1 The Barclays US Aggregate Index is an unmanaged broad-based index designed to measure the US dollar-denominated, investment grade, taxable bond market. The index includes bonds from the Treasury, government-related, corporate, mortgage-backed, asset-backed and commercial mortgage-backed sectors. Investors should note that indices do not reflect the deduction of fees or expenses.

2 The Citigroup World Government Bond Index (WGBI) is an unmanaged market capitalization-weighted index composed of straight (i.e., not floating rate or index-linked) government bonds with a one-year minimum maturity. The index is designed to track the government bond markets in developed countries. The "hedged" version of this index is adjusted so that foreign currency fluctuations are neutralized, whereas the "unhedged" version exhibits performance reflective also of currency value fluctuations. Investors should note that indices do not reflect the deduction of fees or expenses.

3 A spread sector refers to non-government fixed income sectors, such as investment grade or high yield bonds, commercial mortgage-backed securities (CMBS), etc.

4 The J.P. Morgan Emerging Markets Bond Index Global (EMBI Global) is an unmanaged index which is designed to track total returns for US dollar-denominated debt instruments issued by emerging market sovereign and quasi-sovereign entities: Brady bonds, loans and Eurobonds. Investors should note that indices do not reflect the deduction of fees and expenses.

5 The J.P. Morgan Government Bond Index–Emerging Markets Global Diversified (GBI–EM) is an unmanaged index which is designed to track the total returns for local currency debt instruments issued by emerging market governments.

6 The Strategic Global Benchmark is an unmanaged index compiled by the advisor, constructed as follows: 67% Citigroup World Government Bond Index (WGBI) and 33% JP Morgan Emerging Markets Bond Index Global (EMBI Global). Investors should note that indices do not reflect the deduction of fees or expenses.

7 The Fund’s portfolio is actively managed, and its portfolio composition will vary over time.

8 Excludes exposures obtained via derivatives (e.g., swaps).

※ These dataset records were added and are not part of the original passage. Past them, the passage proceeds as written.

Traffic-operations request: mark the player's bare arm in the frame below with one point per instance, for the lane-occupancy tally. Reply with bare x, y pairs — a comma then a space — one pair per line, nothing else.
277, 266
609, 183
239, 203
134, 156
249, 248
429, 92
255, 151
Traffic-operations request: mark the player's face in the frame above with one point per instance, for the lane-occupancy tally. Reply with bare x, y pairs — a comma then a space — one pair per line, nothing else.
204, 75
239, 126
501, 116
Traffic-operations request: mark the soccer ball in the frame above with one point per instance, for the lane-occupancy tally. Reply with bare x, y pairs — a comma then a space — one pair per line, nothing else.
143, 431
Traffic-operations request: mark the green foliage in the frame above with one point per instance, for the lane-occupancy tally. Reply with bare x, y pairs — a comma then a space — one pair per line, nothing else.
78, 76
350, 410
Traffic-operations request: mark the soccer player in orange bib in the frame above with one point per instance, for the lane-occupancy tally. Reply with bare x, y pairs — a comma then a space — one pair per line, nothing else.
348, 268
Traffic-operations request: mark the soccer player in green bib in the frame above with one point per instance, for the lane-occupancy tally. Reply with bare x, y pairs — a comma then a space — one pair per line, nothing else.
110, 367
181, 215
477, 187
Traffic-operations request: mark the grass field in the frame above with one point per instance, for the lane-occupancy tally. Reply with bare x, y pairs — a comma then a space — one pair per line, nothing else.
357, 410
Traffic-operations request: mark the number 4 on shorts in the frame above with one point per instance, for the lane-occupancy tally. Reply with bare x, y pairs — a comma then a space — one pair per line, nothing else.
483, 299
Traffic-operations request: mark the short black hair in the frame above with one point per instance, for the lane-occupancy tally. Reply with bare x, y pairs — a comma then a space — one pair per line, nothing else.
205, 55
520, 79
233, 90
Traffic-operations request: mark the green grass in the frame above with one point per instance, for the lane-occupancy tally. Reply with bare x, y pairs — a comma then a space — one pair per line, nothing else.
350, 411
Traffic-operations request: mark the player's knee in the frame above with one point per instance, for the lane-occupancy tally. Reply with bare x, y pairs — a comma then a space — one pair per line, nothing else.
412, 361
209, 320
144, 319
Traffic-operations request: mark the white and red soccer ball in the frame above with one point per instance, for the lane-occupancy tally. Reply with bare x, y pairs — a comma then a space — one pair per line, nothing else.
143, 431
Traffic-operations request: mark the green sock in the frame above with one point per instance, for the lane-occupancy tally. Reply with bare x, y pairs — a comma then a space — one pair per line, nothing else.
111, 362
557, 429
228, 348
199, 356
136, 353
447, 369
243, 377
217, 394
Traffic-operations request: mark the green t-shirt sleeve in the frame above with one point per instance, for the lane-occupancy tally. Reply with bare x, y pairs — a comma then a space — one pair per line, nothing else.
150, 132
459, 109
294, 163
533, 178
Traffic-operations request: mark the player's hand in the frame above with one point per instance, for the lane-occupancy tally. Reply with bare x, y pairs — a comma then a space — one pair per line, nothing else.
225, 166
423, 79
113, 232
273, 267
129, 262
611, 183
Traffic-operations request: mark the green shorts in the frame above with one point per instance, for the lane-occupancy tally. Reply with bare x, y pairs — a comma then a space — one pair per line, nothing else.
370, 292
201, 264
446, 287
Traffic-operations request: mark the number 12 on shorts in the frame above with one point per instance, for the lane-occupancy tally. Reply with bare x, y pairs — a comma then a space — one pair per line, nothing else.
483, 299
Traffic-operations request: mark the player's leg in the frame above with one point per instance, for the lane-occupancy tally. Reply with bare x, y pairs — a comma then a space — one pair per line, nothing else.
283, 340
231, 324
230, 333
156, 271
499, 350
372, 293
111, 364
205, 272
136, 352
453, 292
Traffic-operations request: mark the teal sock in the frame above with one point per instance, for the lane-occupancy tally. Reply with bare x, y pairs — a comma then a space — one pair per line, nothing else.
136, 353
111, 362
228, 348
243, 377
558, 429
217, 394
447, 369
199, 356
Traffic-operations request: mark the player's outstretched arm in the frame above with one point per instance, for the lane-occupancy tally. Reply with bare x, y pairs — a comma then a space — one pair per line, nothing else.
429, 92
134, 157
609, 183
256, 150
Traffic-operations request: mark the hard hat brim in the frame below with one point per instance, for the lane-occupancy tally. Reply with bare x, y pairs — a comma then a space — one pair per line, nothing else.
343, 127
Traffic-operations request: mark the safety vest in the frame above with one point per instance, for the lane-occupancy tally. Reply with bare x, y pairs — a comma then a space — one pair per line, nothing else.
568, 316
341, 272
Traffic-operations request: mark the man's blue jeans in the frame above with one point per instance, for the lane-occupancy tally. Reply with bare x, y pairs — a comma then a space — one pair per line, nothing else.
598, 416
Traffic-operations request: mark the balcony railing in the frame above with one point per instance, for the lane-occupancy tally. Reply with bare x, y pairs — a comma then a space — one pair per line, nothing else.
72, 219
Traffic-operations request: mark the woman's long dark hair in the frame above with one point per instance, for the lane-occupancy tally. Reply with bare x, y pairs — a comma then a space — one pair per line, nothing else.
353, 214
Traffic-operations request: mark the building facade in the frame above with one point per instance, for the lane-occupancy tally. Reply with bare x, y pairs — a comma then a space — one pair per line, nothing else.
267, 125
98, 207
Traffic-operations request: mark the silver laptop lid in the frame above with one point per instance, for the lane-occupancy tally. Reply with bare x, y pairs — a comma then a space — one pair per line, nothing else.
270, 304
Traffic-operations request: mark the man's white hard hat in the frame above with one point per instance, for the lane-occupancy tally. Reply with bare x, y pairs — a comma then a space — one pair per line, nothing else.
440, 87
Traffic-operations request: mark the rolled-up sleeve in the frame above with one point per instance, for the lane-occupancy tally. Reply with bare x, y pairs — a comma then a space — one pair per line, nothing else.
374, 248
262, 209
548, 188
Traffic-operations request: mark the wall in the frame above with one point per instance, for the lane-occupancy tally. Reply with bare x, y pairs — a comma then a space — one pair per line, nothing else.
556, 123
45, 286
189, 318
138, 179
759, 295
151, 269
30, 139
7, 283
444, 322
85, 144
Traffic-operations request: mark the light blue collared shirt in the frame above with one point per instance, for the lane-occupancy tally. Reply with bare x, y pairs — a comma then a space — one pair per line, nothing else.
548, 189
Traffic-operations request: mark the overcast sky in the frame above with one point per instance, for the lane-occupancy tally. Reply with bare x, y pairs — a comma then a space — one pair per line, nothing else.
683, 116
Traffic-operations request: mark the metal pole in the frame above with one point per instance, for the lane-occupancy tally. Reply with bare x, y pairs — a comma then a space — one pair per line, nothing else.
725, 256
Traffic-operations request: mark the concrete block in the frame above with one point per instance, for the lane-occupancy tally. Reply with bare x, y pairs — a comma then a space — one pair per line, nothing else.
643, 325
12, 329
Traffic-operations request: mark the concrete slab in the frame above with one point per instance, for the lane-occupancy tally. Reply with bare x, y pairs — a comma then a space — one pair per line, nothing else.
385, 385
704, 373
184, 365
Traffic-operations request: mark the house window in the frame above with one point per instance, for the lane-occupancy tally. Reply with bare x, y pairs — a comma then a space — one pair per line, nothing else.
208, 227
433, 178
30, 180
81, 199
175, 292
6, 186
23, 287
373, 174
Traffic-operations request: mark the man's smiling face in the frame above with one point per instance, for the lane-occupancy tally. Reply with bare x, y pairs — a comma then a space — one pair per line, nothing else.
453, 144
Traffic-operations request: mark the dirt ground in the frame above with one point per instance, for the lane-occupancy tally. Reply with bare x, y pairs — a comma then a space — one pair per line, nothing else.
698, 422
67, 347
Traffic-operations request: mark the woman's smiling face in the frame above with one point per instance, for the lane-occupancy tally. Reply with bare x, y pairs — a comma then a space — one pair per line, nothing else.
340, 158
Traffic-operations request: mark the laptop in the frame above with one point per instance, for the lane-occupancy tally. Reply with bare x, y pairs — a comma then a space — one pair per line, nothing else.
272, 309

9 Forward foreign currency contracts are reflected at unrealized appreciation/depreciation; this may not align with the risk exposure described in the portfolio commentary section which reflects forward foreign currency contracts based on contract notional amount. As of the most recent period end, March 31, 2015, the Fund maintained a risk exposure to non-US dollar currencies equal to approximately 30% of the Fund.

10 Credit quality ratings shown in the table are based on those assigned by Standard & Poor’s Financial Services LLC, a part of McGraw-Hill Financial (“S&P”), to individual portfolio holdings. S&P is an independent ratings agency. Rating reflected represents S&P individual debt issue credit rating. While S&P may provide a credit rating for a bond issuer (e.g., a specific company or country), certain issues, such as some sovereign debt, may not be covered or rated and, therefore, are reflected as non-rated for the purposes of this table. Credit ratings range from AAA, being the highest, to D, being the lowest, based on S&P’s measures; ratings of BBB or higher are considered to be investment grade quality. Unrated securities do not necessarily indicate low quality. Further information regarding S&P’s rating methodology may be found on its website at www.standardandpoors.com. Please note that any references to credit quality made in the commentary preceding the table may reflect ratings based on multiple providers (not just S&P) and thus may not align with the data represented in this table.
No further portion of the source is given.